Phrygian Dominant Licks: Capturing the Essence of Minor Bebop

The harmonic minor scale was the first scale I learned to apply in a minor jazz setting over an altered dominant chord. No doubt that was because it was the easiest, but it also seemed to me to be the most consistent with the vocabulary of bebop a la Charlie Parker. Just as a given major scale generates the appropriate Mixolydian mode for the dominant of its key, so a harmonic minor scale produces a scale that works well with its dominant. Known as the Phrygian dominant (aka Jewish scale, Gypsy scale, or Spanish scale), this scale works beautifully with V7b9 chords.
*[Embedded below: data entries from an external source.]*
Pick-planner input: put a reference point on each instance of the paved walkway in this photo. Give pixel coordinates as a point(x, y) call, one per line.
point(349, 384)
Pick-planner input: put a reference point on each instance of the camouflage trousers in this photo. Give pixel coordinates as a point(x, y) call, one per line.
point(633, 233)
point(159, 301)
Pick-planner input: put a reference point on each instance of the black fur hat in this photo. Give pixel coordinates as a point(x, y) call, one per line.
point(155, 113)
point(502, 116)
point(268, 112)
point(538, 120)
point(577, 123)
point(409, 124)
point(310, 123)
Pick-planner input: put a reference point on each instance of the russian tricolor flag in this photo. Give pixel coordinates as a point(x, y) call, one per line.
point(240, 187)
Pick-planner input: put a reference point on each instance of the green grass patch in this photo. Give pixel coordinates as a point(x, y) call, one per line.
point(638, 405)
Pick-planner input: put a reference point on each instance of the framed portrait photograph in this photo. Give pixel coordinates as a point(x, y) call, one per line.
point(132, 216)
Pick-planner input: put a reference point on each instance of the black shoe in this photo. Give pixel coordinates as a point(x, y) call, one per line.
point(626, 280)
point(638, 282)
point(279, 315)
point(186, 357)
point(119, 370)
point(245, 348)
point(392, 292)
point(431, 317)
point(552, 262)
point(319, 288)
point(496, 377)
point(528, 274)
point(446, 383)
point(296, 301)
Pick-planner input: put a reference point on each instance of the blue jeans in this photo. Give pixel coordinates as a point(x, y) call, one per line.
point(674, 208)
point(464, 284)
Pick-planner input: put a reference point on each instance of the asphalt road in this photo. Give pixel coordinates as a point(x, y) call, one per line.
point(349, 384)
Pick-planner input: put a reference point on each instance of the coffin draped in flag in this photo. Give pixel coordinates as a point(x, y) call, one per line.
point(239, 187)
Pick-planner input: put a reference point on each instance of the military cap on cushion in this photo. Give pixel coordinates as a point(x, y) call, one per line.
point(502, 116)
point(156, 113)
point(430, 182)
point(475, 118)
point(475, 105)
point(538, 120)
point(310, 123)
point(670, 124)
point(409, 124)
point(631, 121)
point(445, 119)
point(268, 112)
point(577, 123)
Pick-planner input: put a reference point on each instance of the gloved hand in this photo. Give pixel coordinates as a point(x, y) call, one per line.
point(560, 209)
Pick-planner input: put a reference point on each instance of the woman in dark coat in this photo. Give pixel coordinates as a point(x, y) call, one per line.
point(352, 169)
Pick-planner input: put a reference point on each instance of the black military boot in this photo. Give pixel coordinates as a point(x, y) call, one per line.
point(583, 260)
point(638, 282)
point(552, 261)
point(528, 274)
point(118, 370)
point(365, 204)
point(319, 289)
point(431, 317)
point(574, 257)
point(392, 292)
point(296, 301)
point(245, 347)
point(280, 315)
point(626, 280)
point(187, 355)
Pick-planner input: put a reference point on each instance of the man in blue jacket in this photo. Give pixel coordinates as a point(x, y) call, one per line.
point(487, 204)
With its lowered sixth, and with the minor third interval between its lowered second and major third, it possesses an evocative, Eastern quality that makes me think of belly dancers and snake charmers. The scale you're likeliest to learn as the first choice for V7b9 chords is the half/whole diminished. It's certainly a time-saver, as you need learn only three of this symmetrical scale in order to know all twelve. But the Phrygian dominant has an exotic beauty to it that the diminished scale doesn't quite capture, and a built-in ease of use rooted in its relationship to the parent minor key. In a previous post, I offered a couple of written exercises on major triad couplets. Now, in the spirit of Bird, here are three licks utilizing the A Phrygian dominant scale. The first and third one resolve to the tonic chord of D minor; the second is just a straight A7b9 lick, but you can still resolve it to the D minor--it just waits longer to define that chord. As always, memorize each exercise in all twelve keys. And have fun! [ADDENDUM: I just noticed that, in the third exercise, I didn't include a Bb in the key signature. Please mentally insert it so you're playing in the key of D minor and the ninth of the A7 chord is flatted.]